Odd John: A Story Between Jest and Earnest is a 1935 science fiction novel by the British author Olaf Stapledon. The novel explores the theme of the Übermensch (superman) in the character of John Wainwright, whose supernormal human mentality inevitably leads to conflict with normal human society and to the destruction of the utopian colony founded by John and other superhumans.

The novel alludes to J. D. Beresford's superhuman child character Victor Stott in The Hampdenshire Wonder (1911). As the devoted narrator remarks, John does not feel obliged to observe the restricted morality of Homo sapiens. Stapledon's recurrent vision of cosmic angst – that the universe may be indifferent to intelligence, no matter how spiritually refined – also gives the story added depth. Later explorations of the theme of the superhuman and of the incompatibility of the normal with the supernormal occur in the works of Stanisław Lem, Frank Herbert, Wilmar Shiras, Robert Heinlein and Vernor Vinge, among others.

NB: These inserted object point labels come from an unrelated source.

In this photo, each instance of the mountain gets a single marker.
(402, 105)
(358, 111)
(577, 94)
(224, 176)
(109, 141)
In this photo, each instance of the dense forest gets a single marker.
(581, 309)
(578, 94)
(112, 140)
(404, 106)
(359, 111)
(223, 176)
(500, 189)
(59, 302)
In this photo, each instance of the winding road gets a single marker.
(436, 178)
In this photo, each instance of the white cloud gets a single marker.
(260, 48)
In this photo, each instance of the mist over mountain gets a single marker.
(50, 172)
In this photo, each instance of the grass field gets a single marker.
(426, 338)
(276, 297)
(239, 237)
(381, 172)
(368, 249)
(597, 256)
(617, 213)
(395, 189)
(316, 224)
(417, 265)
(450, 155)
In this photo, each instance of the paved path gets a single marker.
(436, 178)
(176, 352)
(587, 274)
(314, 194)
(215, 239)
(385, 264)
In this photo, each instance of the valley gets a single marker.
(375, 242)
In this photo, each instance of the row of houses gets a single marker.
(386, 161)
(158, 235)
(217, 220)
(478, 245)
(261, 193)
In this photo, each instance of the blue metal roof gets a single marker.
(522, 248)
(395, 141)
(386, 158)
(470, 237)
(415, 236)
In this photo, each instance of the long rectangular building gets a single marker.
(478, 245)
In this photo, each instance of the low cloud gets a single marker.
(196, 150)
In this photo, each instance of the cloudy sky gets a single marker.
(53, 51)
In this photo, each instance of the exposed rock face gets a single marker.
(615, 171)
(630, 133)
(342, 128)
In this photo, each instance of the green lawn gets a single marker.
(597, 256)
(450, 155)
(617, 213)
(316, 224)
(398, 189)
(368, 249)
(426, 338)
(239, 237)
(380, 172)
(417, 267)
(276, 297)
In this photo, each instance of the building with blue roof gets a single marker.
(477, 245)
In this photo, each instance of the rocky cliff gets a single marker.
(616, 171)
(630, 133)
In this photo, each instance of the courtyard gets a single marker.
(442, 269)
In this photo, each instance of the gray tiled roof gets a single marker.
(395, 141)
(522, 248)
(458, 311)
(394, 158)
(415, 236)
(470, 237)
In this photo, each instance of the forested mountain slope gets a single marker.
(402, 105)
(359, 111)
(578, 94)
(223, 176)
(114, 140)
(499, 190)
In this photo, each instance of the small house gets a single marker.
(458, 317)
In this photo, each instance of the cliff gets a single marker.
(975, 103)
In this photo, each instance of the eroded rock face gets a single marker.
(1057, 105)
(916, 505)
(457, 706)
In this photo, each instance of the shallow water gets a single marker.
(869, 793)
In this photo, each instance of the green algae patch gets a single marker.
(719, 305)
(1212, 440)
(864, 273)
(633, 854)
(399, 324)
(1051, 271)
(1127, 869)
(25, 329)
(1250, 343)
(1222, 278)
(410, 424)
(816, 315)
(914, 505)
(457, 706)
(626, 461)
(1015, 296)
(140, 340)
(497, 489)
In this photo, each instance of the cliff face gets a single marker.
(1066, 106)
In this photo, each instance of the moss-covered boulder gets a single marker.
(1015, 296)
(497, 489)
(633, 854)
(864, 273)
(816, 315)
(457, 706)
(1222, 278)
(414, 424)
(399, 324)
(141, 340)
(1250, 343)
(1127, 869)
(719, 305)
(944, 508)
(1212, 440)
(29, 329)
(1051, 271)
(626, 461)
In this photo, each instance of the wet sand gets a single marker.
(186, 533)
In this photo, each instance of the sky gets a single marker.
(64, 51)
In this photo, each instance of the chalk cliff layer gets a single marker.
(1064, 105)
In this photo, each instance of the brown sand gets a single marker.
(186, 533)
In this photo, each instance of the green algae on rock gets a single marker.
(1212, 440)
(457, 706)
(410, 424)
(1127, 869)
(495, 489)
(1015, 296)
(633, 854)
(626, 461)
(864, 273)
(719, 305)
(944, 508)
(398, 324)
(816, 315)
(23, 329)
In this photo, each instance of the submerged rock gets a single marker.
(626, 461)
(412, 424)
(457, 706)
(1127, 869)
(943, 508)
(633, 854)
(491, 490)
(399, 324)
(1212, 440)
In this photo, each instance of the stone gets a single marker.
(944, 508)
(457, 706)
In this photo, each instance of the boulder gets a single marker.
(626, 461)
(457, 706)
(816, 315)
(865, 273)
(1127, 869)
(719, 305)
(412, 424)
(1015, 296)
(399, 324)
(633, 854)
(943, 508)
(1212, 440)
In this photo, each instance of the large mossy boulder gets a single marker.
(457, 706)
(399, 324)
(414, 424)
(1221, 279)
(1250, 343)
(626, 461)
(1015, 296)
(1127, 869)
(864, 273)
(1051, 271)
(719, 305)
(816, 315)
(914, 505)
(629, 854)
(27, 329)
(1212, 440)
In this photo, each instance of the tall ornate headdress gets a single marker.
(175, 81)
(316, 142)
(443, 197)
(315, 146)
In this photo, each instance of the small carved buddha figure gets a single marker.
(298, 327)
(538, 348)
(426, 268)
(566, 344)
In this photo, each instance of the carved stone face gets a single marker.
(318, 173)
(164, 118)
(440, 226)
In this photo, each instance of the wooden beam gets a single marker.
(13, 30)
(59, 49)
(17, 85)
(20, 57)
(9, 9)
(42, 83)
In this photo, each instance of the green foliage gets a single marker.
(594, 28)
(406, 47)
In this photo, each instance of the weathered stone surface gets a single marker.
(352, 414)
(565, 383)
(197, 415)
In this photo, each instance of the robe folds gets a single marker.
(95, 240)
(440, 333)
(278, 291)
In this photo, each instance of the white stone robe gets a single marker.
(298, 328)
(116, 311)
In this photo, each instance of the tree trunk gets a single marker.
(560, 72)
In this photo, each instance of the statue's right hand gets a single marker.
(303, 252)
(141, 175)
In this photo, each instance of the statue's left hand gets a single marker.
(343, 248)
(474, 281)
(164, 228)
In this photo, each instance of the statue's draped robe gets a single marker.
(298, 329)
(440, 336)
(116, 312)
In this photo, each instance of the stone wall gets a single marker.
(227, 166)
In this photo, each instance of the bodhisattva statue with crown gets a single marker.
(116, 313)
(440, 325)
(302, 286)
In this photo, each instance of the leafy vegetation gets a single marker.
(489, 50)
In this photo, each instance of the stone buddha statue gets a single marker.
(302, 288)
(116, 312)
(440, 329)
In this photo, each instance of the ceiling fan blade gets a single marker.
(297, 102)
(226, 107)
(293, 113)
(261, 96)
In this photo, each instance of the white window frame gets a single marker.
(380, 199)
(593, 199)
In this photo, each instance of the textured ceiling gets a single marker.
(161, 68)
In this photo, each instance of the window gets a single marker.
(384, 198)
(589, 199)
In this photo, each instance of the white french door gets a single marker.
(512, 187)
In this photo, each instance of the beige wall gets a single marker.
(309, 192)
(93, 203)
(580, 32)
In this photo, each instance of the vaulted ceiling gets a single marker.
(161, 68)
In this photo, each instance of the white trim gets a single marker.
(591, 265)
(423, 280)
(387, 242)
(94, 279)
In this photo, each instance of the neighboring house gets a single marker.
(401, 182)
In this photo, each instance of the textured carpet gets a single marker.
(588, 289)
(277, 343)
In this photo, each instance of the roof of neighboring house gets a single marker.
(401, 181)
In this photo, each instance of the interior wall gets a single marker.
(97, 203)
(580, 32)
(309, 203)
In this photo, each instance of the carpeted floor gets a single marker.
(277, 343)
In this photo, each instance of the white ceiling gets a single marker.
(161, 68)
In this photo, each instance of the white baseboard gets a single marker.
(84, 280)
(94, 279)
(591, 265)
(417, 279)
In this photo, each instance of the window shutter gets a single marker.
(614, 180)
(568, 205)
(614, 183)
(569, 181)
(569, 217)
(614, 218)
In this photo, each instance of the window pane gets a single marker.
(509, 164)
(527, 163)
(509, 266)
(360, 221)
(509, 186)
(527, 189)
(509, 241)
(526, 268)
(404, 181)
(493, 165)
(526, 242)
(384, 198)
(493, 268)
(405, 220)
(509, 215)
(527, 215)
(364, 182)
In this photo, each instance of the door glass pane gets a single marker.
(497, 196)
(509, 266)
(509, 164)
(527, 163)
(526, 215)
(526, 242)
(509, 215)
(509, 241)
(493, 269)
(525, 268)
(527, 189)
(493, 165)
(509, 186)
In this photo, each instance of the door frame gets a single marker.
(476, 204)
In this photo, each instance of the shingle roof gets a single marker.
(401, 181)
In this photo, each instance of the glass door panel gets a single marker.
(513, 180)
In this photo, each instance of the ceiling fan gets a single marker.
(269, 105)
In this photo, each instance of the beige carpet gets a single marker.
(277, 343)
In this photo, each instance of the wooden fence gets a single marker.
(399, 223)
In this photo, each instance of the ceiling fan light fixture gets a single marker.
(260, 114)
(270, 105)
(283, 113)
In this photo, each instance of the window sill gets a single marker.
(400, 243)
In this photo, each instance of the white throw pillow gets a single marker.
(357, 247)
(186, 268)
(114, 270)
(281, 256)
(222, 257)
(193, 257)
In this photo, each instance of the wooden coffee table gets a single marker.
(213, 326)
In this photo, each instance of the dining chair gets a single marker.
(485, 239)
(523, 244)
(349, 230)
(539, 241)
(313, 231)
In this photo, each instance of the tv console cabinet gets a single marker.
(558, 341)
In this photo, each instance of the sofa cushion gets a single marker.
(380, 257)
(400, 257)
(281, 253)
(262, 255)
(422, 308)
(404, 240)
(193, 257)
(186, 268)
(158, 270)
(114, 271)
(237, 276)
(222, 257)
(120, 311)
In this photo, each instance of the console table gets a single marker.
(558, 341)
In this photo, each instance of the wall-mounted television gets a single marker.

The book is mentioned by Julian May in Intervention, part of the Galactic Milieu Series. It is also responsible for coining the term "homo superior".

==Protagonist==
John is extremely intelligent even if he is stunted in his physical development. Like Stapledon himself, he believes in communist ideas but is critical of mainstream Marxism. He is also quite vain and highly skillful in the arts of seduction. From a human viewpoint, he can be considered amoral or perhaps to be following a morality beyond human understanding.

==Outline==
1. John and Author. A physical description of John Wainwright.
2. The First Phase. His parents, and his life from birth (around 1910) to five years of age. At the age of four, he learns to speak; nine months later, he learns to count. He claims to learn all of mathematics, and develops an ability to visualise n-dimensional space.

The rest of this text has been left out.